Lines long, but moving, as Towson voters hit the polls

This story has been updated.

Election judges at several northern Baltimore County precincts continued to report high voter turnout in late afternoon of Election Day.

At St. James Academy in Monkton, chief judge Richard Schroeder said almost 1,500 voters had already come through the doors by 3:30 p.m. In the 2008 presidential election, 2,327 people voted.

"There were people in line at 6:30 this morning and I don't think the line has ever gone away," he said. The typical wait at mid-afternoon was 45 minutes.

Over at Jacksonville Elementary School, where two precincts are located in one building, the total number of voters at 4 p.m. was 1,796, about half of the 3,504 registered voters.

And one of the quirkiest polling places was Long Green Fire Hall. Those voting in the lower level are in the 7th Congressional District, while voters upstairs belong to the 1st Congressional District.

Between the two precincts, almost 1,500 people had voted by 4:30 p.m. That number is more than half of registered voters in the two precincts.

"Voting has always been downstairs so a lot of people just stood in line down here. We went through the lines to make sure people were in the right precinct," said chief judge Ann Schmidt. "We had a list of addresses and we sent many people upstairs to the right precinct."

Voting in Maryland — and in the Towson area — continued at a brisk pace on Tuesday afternoon, as residents turned out to cast their votes for president, Congress and a host of ballot questions and bond measures.

Though voters could walk right in and vote around 2 p.m. at Pleasant Plains Elementary, Chief Judge Jacques Amos said more than half of the precinct's 900 voters had already cast ballots, a number that doesn't include those who voted early.

With early voters added into the equation, Amos estimated the precinct had seen between 60 to 70 percent turnout.

"We aren't even at the dinner rush," he said. "We're probably going to have a record turnout ... and it's the ballot questions that are driving this."

In the morning, lines grew quickly at Towson's polling places, but election officials reported little confusion and even less problems as the pre-lunch rush began.

"It hasn't let up since we opened the doors," said Francis MacDougall, an election judge at Dumbarton Middle School.

MacDougall was supervising voting near the Dumbarton gym, which is serving as a temporary polling place for Stoneleigh residents while Stoneleigh Elementary is under a construction project.

Gina Young, 33, said she waited with her other displaced Stoneleigh voters at the Dumbarton gym for more than 90 minutes, but she figured the line would be worse in the evening.

Both MacDougall and Ed Matricardi, his contemporary at Towson High School — the other temporary voting location for Stoneleigh residents — reported about that just a handful of people tried to vote at the wrong location, but no more than in previous years.

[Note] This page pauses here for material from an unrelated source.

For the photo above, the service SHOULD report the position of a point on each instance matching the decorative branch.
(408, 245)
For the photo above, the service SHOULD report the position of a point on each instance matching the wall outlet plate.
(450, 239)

Matricardi said wait times reached an hour at the high school earlier this morning, though it was down to 15 minutes around 11 a.m.

Chief Judge Pat Jakelski, who was overseeing polling for voters who normally vote at Towson High, reported no problems with voting machines, but said turnout was heavier than usual.

Brenda Bechdel, 48, commiserated with neighbors who were waiting in the growing late-morning line, but said she waited just 15 to 20 minutes to cast her ballot.

"We've never seen lines like this," she said. "And it's not that they're not being efficient. I just think more people care this year."

Colin Stine, 57 of Idlewylde, let out a sigh of relief after casting his ballot at Dumbarton.

Despite the lines, he said he votes every election and had strong feelings about several of the candidates.

"This is a huge turnout," Stine said. "The line was this long at 7 o'clock, and it's still going."

Meanwhile, voters leaving Ridge Ruxton School around 12:30 said they waited around 40 minutes. Chief Judge Bonita Pinkney said those were among the location's longest waits of the day.

"Turnout has been great," Pinkney said. "We're getting over 100 voters per hour."